Selain upah layak, dalam aksi buruh kali ini SEJAGAD juga menuntut kampus untuk memberikan jaminan dan penjagaan kebebasan akademik. Muchtar menuturkan pendidikan yang seharusnya melahirkan orang-orang dengan pikiran independent, justru ditekan untuk berpikir secara komersial. Acapkali diskusi yang mengangkat isu sensitif seperti isu 65, mendapatkan tekanan dan larangan.
“Itu pelarangan jamin kebebasan akademik yang vulgar. Yang terselubung misalnya dalam hal penelitian itu ada pemberi hibah. Pemberi hibah kan sudah menentukan temanya apa. Akhirnya ada pesanan dari donor. Berujung di komersial lagi penelitiannya,” tuturnya.

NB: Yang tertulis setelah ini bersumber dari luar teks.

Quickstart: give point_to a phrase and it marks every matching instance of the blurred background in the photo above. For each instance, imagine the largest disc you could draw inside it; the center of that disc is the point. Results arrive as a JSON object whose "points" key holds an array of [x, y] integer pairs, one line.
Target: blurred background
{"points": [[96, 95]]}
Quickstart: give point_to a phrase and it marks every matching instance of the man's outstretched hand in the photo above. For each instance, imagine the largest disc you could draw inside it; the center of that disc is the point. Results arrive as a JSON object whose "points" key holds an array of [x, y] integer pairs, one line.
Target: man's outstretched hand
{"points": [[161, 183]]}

Irsyad Ade Irawan, selaku Koordinator Lapangan (Korlap) aksi mengatakan bahwa tendik, dosen dan guru khususnya tidak bisa dianggap sebagai pengajar saja. Pasalnya mereka terikat dalam sistem pekerjaan yang melibatkan relasi kuasa. Kalaupun tendik itu bermasalah di kampus atau sekolah, pihak yang bertanggung jawab atas mediasi adalah dinas tenaga kerja.
“Pekerja kampus yang juga merupakan bagian dari pekerja dan dirugikan atas adanya Undang-Undang Cipta Kerja (UU Ciptaker) perlu berjuang dan menyuarakan. Agar tercipta sistem pekerjaan yang lebih baik”, imbuh Irsyad.
SEJAGAD yang kini terdiri dari 171 orang anggota yang berasalkan dari kalangan dosen, asisten dosen, tendik, dan seluruh orang yang terikat hubungan kerja dengan UGM meresahkan sistem pengelolaan Perguruan Tinggi Negeri Berbadan Hukum (PTN-BH). Pasalnya PTN-BH sebagai bentuk efisiensi dari negara untuk melepas tanggung jawabnya.
“Kampus hari ini sudah semakin sakit oleh banyak hal, salah satunya dengan privatisasi dan komersialisasi pendidikan. Yang mana pada diri kita subsidinya dikurangi terus,” tegas Muchtar dalam orasinya.
Habibi juga berharap, semoga kedepannya kampus-kampus lain bisa membuat serikatnya sendiri dan membentuk federasi. Agar nantinya tercipta lingkungan pendidikan yang bebas.
“Kita ingin agar pekerja kampus tidak lagi dipinggirkan dan bisa bersuara dalam menentukan arah kampus,” pungkasnya.